Unleash Short Sea?

The ports around the Great Lakes would love to help offset some of the pain of the horror show called the "shipping crisis." Guess what. They can’t by law. Thank the Harbor Maintenance Fee (HMF), a well-intended policy perfect for the 1980s, along with related regulations, for sidelining port capacity around the Great Lakes.

The HMF was created by The Water Resource Act of 1986. The collected cash was to be used, in part, to dredge Great Lakes ports and harbors to make them more navigable. The fees were originally levied on any imports, exports, and cargo and passenger movements between domestic ports. The Supreme Court eventually found that taxes on exports were unconstitutional, but let stand taxes on domestic shipments.

The net result of the HMF on today’s supply chain activity: The United States has port infrastructure bandwidth that is sidelined and unable to be utilized.


"There are 1,000 ports in the United States, including 25 fairly decent-sized ones in the Great Lakes, that can’t help without some changes in legislative policy," says Dean Haen, port director, Port of Green Bay. "The HMF was a way to facilitate and pay for dredging. We’re fully dredged now. But (the policy) needs to be tweaked because it’s stopping ways to alleviate congestion and it’s stopping commerce."

The outdated policy limits Great Lakes shipping of materials to one port only. If a container is moved from a ship to a barge in one port, then moved to a second port and unloaded there, the HMF is paid twice, significantly increasing transportation costs.

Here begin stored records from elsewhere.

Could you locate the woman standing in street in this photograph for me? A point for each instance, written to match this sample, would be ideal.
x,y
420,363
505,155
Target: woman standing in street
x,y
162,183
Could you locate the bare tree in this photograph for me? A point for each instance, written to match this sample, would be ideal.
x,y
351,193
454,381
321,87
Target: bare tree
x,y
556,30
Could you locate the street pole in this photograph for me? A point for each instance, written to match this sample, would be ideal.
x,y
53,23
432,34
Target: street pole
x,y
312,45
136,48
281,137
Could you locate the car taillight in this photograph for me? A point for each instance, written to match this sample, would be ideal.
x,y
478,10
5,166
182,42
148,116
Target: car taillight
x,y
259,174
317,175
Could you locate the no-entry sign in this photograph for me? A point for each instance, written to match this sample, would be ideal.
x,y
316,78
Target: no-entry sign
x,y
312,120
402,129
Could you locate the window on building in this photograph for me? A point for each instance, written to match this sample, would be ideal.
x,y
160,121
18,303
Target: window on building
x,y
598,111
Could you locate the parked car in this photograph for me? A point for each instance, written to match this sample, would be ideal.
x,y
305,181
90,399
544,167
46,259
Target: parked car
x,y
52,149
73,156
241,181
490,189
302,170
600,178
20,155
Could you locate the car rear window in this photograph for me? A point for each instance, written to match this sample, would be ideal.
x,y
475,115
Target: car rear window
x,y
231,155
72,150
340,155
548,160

"The way the federal taxation works on these vessels, you get charged on the value of goods at each stop," explains Haen. "So if your goods don’t get off until the third stop, you’re taxed three times.

"The Great Lakes region is the third-largest economy if we were our own country, so there’s a lot of manufacturing and consumption happening around the Great Lakes," he adds. "Yet all those goods that are being produced are moving to a coastal port, and other goods coming in to be consumed are also moving into coastal ports and then moved by truck or rail to the region.

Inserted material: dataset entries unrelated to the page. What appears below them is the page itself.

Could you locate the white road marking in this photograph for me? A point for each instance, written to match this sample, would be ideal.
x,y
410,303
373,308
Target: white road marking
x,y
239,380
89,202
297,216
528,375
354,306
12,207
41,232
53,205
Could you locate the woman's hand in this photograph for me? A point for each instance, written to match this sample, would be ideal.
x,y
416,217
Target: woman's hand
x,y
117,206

"Think about the cost of building a highway or adding another lane—millions of dollars per mile," says Haen. "This water is already here, there are no infrastructure costs, and the docks are there."

Then there is the environmental impact of all those moves, as well as supporting the economies of the Midwest and other regions around the U.S. waterborne highway.

Altering historic transportation routes is not easy to do. Altering U.S. tax policy is really not easy. Is it time to look at all of our short sea shipping assets with an eye toward unleashing all that capacity?